Religion
Related: About this forumPoint of Discussion: Why Should Churches Be Exempt from Property Taxes?
Is that not an unfair thing for governments to do? Why is my little house taxed almost $2000 each year in property taxes, while the church a couple of blocks away pays nothing? Where is the justice in that? That church is worth far more than my home, and takes up the equivalent of at least 10 houses. It serves a small number of people, and that number is decreasing each year.
In the meantime, it benefits from the public streets and sidewalks that I am taxed for. It also expects a response from the city police and fire departments, which my taxes help to fund. What is the justification for their property tax exemption? In all 50 states, churches have this type of exemption. In Minnesota, only properties that are used for purposes of worship or other church activities are exempt. I don't know what the rules are in other states.

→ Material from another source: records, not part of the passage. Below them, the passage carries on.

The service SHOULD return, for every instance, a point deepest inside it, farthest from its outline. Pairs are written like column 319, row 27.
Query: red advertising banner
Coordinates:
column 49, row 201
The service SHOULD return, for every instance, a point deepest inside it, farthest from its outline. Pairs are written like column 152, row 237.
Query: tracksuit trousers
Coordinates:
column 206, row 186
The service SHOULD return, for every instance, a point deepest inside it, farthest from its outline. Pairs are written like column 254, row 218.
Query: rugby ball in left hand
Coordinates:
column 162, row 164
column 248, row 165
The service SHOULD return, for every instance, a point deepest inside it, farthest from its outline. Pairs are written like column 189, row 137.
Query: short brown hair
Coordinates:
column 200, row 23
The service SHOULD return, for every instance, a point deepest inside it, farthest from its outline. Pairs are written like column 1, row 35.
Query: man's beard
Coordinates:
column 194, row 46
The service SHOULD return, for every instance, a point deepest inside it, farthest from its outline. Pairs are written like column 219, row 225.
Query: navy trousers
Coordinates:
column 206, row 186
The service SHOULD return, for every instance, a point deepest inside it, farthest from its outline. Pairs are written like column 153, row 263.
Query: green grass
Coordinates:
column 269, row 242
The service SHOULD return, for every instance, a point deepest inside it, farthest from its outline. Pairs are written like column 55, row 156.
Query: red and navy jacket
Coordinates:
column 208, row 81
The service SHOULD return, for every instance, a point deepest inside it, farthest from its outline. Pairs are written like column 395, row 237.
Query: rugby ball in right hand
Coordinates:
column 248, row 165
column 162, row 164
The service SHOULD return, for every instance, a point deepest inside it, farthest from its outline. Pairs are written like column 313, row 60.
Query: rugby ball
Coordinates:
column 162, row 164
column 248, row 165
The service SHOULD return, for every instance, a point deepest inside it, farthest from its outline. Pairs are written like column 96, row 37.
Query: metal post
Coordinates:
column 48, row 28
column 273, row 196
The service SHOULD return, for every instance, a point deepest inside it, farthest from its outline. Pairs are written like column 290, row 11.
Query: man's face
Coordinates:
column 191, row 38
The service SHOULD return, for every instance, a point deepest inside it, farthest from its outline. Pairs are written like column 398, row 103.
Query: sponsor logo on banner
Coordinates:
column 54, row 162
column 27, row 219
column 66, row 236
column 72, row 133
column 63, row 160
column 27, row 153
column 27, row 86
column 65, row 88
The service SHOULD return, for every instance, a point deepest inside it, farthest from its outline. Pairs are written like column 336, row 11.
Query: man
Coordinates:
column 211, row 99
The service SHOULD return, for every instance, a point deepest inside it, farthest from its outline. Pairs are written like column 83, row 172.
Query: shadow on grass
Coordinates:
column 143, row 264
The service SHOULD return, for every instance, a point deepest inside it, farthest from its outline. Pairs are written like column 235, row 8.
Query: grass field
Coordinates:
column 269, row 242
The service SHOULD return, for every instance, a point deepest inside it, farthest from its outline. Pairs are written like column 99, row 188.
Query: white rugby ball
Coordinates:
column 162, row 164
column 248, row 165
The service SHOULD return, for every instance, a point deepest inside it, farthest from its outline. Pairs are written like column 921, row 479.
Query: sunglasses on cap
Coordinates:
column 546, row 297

I would argue that, since churches enjoy benefits provided by the cities and counties where they are located, they should pay property taxes at the same rate, based on the value of the properties, as I do. Why are they exempt from paying their fair share, when they receive the benefits of services paid for by property taxes?
wasupaloopa
(4,516 posts)When I worked in a CPA firm in Ohio there was a personal property tax. I moved away and don't know if it still exists.
MineralMan
(146,309 posts)Property taxes where I live are based on the assessed valuation of the land and improvements on that land. Except for churches. They pay nothing in property taxes. I find that unreasonable. If the many, many churches in my city paid their share of taxes, property taxes could be lower for everyone, or services could be improved. But, churches pay nothing, while getting all of the services other property owners get. It is unfair, I believe, and should be changed to tax all properties equally.
wasupaloopa
(4,516 posts)but share in the services
MineralMan
(146,309 posts)Landlords pay property taxes and pass the costs on as part of the rental fees. Tenants are paying them, but not directly to the taxing jurisdiction. Nevertheless, they are paid.
utopian
(1,093 posts)[link:
|MineralMan
(146,309 posts)Igel
(35,309 posts)It was a non-profit. It had no permanent residents. In fact, it was a collective of people who paid taxes on the property they lived in and who would have potentially owned property that it didn't live in.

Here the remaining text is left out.